I am thankful that these small and odd retailers can’t afford to send catalogues more than once a year because it pains me to receive so much paper I normally just toss into my recycling. But as the pressure to find something original for my sisters and parents comes pushing down on me with each day of December ticking off I find that I am opening the pages with covers that read, “Gifts that make a difference,” or “Hundreds of unique gifts.”

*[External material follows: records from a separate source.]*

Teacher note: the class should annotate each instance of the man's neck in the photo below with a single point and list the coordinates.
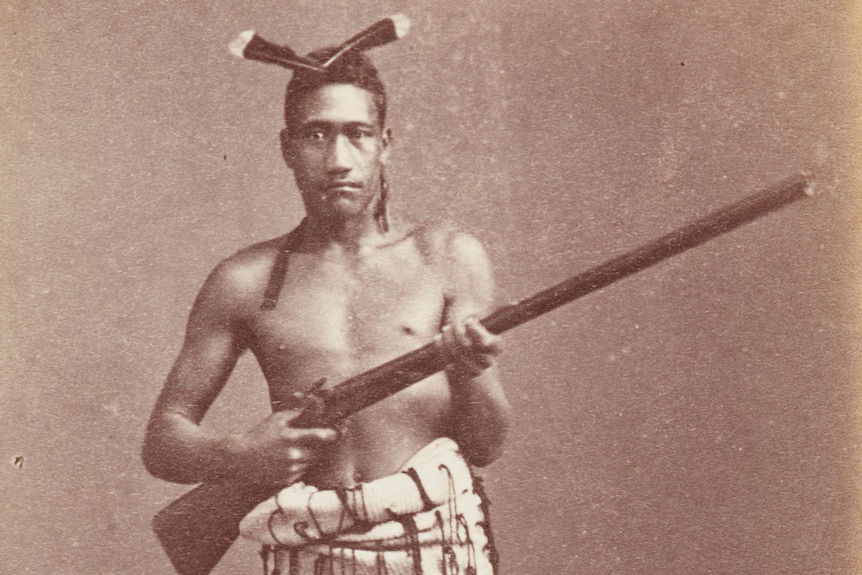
(349, 235)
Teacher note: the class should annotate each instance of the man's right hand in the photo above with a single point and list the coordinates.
(273, 452)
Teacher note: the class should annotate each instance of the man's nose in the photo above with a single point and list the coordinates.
(340, 154)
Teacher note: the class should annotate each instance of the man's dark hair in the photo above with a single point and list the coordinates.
(353, 67)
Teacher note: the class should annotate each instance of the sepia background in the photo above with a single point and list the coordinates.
(700, 417)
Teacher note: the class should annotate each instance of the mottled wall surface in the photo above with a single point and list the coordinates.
(697, 418)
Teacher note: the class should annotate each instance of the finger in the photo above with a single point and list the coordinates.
(481, 339)
(310, 437)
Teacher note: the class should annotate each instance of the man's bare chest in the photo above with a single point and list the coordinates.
(334, 319)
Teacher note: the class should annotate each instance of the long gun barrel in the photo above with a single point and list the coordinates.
(197, 529)
(369, 387)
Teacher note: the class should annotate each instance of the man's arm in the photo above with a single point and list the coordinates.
(480, 409)
(176, 447)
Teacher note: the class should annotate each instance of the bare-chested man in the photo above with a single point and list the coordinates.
(360, 288)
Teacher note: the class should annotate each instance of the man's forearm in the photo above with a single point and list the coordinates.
(481, 415)
(177, 450)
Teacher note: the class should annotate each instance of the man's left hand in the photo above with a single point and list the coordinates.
(469, 348)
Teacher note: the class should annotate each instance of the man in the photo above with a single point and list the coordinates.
(348, 290)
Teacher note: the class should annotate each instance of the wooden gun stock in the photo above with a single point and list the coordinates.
(197, 529)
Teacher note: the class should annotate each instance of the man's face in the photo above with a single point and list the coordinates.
(336, 148)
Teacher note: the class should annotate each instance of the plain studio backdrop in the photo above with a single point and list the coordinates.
(700, 417)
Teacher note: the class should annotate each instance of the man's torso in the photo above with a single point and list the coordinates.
(340, 314)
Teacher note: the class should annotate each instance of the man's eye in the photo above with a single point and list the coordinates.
(314, 135)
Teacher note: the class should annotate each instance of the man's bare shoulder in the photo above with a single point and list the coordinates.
(442, 243)
(241, 278)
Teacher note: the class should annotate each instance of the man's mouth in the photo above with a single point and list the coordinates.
(338, 188)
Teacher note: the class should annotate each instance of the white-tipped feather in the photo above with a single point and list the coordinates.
(401, 23)
(237, 46)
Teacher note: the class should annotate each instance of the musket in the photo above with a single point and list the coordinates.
(198, 528)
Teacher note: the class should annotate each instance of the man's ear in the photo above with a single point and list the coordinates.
(386, 145)
(287, 151)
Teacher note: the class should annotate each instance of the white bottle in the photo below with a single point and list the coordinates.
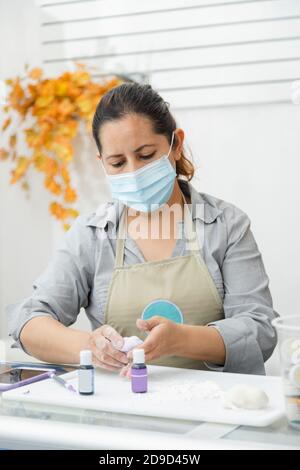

Really how unique can the products be if they are offered in a catalogue? They can’t be one of a kind that is unless they are in the Neiman Marcus Christmas book. SO far I have not found one thing that I feel anyone in my family, let alone anyone that I even know needs. Really I am finding quite the opposite.
In a catalogue I received today with the headline “Sweet inspiration” I came across probably the most distasteful gift idea I have been presented with, the “GO GIRL.” I bet you would never think of giving this product to anyone, let alone buying it for yourself. If you have not figured out what in the world it possibly could be here is a hint, it was in a travel tool section. Still stumped?
Word for word here is the description… “No more acrobatic squatting! Woman can now go to the bathroom while standing. Constructed of washable medical-grade silicone. Includes storage tube, tissues and a bag. Reusable. Made in the U.S.A. $12.95.” Well thank god it was made in the USA. I would hate to push some foreign medical-grade silicone up against my girl parts so I could pee standing up.
Now my sister does travel to some sketchy parts of the world where I am certain the facilities are less than perfect, but hell if I am going to give her this as a gift. I love that it says “reusable.” If there is just a hole in the ground as a toilet do you think there is a sink with clean water to wash that thing off with? As far as I am concerned the “Go Girl” is a “No, Girl.”
So the search for a meaningful but slightly less personal gift continues. If I have to spend all my time sifting through things that are clearly this disgusting I am going to give up and give everybody a $100 dollar bill.